Cash for Clunkers aimed to take those very cars out of circulation. Cars that might have been resold or given away to eager friends or family were instead taken to the lots to be exchanged for a $3,500 or $4,500 credit towards a shiny new car.
The cast-off clunker then had to “be crushed or shredded so that it will not be resold for use in the United States or elsewhere as an automobile,” according to the government’s official question and answer page about the program. With fewer cheap cars left in circulation, the ones that remain in service will be more expensive. Cars under $4,500 are harder to find, since many owners were able to do better by sending them to the junkyard rather than selling them to people who needed them.
While some parts of the cashed-in clunkers could be resold, the most expensive ones, the engine and the drive train, could not. As a result, people who have older cars that they cannot afford to replace may not be able to get the parts they need to keep those cars running.

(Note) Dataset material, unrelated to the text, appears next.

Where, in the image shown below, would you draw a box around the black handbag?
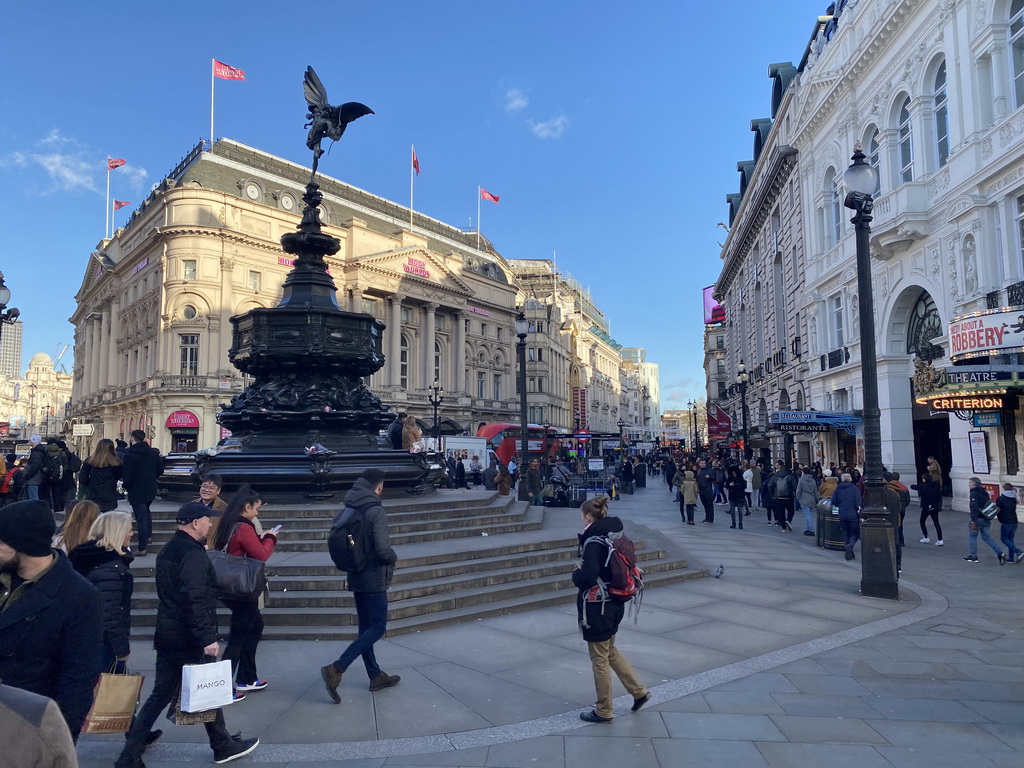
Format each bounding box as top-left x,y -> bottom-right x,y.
206,524 -> 266,600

Individuals are not the only would-be recipients of discarded cars who are suffering. Jim Hartman, the vice president of vehicle donations at Volunteers of America, told Reuters, “The cars I'm seeing cashed in as clunkers, like older SUVs, are absolutely the typical donation to us.” Rick Frazier, director of the car donation program at The Military Order of the Purple Heart, estimated that about 25% of the vehicles traded in under Cash for Clunkers would otherwise have gone to charities.

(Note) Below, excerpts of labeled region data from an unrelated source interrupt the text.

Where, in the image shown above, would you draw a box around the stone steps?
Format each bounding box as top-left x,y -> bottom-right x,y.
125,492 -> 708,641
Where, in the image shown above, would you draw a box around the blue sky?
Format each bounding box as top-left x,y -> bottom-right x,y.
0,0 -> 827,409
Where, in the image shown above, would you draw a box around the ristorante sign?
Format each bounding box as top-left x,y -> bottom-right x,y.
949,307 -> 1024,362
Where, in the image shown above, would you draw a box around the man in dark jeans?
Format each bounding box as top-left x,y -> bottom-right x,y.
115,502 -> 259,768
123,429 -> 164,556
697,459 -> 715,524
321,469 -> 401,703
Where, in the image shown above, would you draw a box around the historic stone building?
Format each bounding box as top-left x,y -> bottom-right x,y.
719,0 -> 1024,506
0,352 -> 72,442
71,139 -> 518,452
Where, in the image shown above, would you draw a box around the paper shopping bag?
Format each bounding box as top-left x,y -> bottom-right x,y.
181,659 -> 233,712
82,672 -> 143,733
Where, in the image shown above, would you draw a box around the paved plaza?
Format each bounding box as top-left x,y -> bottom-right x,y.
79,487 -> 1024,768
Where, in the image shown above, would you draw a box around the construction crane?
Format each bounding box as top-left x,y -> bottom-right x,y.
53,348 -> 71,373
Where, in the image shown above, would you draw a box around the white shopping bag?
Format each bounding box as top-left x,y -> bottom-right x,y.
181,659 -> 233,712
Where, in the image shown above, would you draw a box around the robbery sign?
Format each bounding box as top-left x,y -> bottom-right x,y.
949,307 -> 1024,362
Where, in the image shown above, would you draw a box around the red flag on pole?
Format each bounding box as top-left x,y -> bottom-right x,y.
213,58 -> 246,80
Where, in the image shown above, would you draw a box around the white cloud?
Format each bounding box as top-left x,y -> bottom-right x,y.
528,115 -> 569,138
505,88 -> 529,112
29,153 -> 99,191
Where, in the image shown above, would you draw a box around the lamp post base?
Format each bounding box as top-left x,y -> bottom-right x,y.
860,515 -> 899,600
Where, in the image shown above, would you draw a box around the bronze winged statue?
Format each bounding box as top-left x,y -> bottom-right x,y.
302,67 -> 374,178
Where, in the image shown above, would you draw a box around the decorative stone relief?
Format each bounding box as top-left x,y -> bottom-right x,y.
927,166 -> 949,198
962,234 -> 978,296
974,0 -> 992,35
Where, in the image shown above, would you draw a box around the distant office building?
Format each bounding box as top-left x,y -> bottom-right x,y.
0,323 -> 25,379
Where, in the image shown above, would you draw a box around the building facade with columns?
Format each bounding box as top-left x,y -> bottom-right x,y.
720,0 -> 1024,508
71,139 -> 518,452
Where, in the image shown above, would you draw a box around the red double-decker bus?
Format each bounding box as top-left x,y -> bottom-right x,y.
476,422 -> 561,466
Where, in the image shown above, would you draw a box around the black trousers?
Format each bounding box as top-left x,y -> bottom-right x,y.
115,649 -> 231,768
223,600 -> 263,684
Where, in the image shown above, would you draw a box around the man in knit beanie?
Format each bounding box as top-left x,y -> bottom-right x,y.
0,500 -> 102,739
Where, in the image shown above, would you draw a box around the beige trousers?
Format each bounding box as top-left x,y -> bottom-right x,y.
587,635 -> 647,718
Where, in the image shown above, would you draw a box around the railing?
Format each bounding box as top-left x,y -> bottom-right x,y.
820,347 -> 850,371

Those who supported Cash for Clunkers on environmental grounds argued that it is better for the planet to kill the gas guzzlers. But continuing to run an old car, even if it uses more fuel, saves the resources that would go into making a new replacement. The best economy usually comes from using something as long as it does the job, not from throwing out the old as soon as there is a newer model.
As an economic stimulus, also, Cash for Clunkers was a hollow gesture. It has indeed increased the immediate demand for new cars, which is good. Car manufacturers report that their fuel-efficient models have been flying off lots, and both General Motors and Ford Motor Company announced that they would increase production to keep up with the higher demand. But the clunkers program never actually created demand. It just compressed it.
An analysis by Macroeconomic Advisers estimated that “roughly half of the 250,000 in new sales would have occurred in the months following the conclusion of the program, and the other half would have occurred during the program period anyway.” As a result, the analysts said that they “do not expect a boost to industry-wide production (or GDP) in response to this program.” Now that the program is over, all those newly created jobs will likely end as well, and the auto industry will have an even harder time finding buyers than it did before.
Even as the administration winds down the program after today, car dealers who participated in good faith are suffering from delays, and in some cases outright denial, of their claims. Rep. Joe Sestak, D-Pa., said recently that only 2 percent of claims submitted by dealers have actually been paid by the government. Four out of every five applications have been rejected for minor oversights.
For dealers who took the credit off the price for customers but never actually receive any money from the government, the consequences could be disastrous. One dealer, profiled in The New York Times, said he had given $450,000 worth of rebates to customers but had not yet had a single claim approved. As Sestak pointed out, “Failure to address delays with the cash for clunkers program will adversely harm auto dealers in the commonwealth of Pennsylvania and around the country—undoubtedly forcing many out of business.” Putting small companies out of business is not the way to boost the economy.
Cash for Clunkers was not an effective conservation measure, nor a real stimulus. It hurt those whose budgets are already stretched and gave handouts to people who didn’t really need them. And it has run roughshod over auto dealers in the bargain. Cash for Clunkers itself was the real clunker.